For purposes of this Exhibit:
2.1“Performance Goals” shall mean the performance-based vesting conditions applicable to the Restricted Stock Units set forth in Section 3.1 below.
2.2“Performance Period” shall mean the three-year period commencing on the Grant Date and ending on the third Anniversary of the Grant Date.
2.3“S&P 400 Group” shall mean the companies that comprise the S&P 400 Index on the Grant Date, adjusted to reflect any such companies which are removed from the S&P 400 Group as of the last day of the Performance Period in accordance with this Section 2.3. Companies shall be removed from the S&P 400 Group if, during the Performance Period, any such company (i) is acquired by another company (whether by a peer company or otherwise) or (ii) ceases to be listed on a national stock exchange or other applicable market system. For the avoidance of doubt, a Company shall not be removed from the S&P 400 Group if, during the Performance Period, the company (x) leaves the S&P 400 Index but continues to be publicly traded or (y) files for bankruptcy protection under any chapter of the U.S. Bankruptcy Code; provided, however, that in the event such a company files for bankruptcy, its TSR (as defined below) shall be adjusted to negative one hundred percent (-100%).

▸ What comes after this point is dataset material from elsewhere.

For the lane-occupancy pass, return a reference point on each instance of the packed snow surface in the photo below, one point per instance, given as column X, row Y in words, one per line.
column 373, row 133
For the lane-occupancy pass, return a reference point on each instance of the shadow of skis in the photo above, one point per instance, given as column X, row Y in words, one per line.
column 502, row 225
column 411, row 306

2.4“rTSR” shall mean total shareholder return as determined by the Committee for the Performance Period for the Company and each other company in the S&P 400 Group based on the stock price appreciation from the beginning to the end of the Performance Period, plus dividends paid or declared (assuming such dividends are reinvested in the common stock of the Company or any company in the S&P 400 Group as of the ex-dividend date). For purposes of computing the rTSR for the Company and each company in the S&P 400 Group, the stock price at the beginning and the end of the Performance Period shall be based on the 60-day average closing stock price on each of the 60 consecutive trading days immediately preceding and ending on and including the first day or last day of the Performance Period, as applicable, adjusted as necessary under Section 2.3.

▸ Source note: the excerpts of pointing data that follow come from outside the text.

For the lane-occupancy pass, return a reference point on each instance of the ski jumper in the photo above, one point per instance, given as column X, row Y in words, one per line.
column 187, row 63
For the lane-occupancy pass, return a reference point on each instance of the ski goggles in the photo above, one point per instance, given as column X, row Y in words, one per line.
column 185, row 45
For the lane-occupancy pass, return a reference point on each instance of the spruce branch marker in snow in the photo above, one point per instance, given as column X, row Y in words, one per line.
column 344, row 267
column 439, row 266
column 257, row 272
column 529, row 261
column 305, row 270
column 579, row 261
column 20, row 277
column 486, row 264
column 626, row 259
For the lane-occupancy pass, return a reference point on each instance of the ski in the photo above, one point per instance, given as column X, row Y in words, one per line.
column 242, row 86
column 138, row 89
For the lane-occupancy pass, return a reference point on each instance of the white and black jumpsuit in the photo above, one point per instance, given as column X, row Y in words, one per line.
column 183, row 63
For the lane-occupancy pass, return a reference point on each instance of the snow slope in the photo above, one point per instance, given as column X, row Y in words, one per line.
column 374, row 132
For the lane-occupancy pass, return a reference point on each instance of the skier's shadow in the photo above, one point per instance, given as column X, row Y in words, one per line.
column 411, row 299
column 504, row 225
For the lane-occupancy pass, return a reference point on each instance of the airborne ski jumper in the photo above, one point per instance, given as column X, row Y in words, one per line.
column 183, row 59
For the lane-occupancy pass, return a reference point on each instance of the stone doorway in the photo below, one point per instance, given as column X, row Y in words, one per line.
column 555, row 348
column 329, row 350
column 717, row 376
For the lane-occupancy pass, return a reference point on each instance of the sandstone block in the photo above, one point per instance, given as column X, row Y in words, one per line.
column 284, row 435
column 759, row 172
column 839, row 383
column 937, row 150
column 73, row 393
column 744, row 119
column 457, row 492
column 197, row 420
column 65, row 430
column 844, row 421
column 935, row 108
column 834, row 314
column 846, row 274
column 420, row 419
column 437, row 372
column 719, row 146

2.5“rTSR Percentile Ranking” shall mean the percentile performance of the rTSR of the Company relative to the rTSR for the companies in the S&P 400 Group determined by the Committee for the Performance Period.
3.Performance-Based Vesting Conditions.
3.1The number of the Restricted Stock Units that shall vest shall be determined based on the Company’s rTSR Percentile Ranking as compared against the rTSR for the companies comprising the S&P 400 Group, measured as of the end of the Performance Period, based on following Performance Goals:
Company rTSR Percentile Ranking Against S&P 400 Group
| | | | | |
Company rTSR Percentile Ranking as Compared to S&P 400 Group | Vesting Percentage |
>85th Percentile | 200% |
85th Percentile | 200% (Maximum) |
50th Percentile | 100% (Target) |
25th Percentile | 50% (Threshold) |
<25th Percentile | 0% |
Payout for performance between goals shall be determined based on linear interpolation. The total number of Restricted Stock Units eligible to vest, in accordance with the table above, is between 0% - 200% (the minimum number of Restricted Stock Units that may be earned is zero while the maximum number is 200% of target). No Restricted Stock Units shall be earned if the Company’s rTSR Percentile Ranking is below the 25th percentile and the maximum number of Restricted Stock Units that may be earned shall be capped at 200% of the target number even if the Company’s rTSR Percentile Ranking exceeds the 85th percentile; provided, however, that if the Company’s rTSR Percentile Ranking exceeds the 50th percentile but is negative, the maximum number of Restricted Stock Units that may be earned shall be capped at 100% of the target number.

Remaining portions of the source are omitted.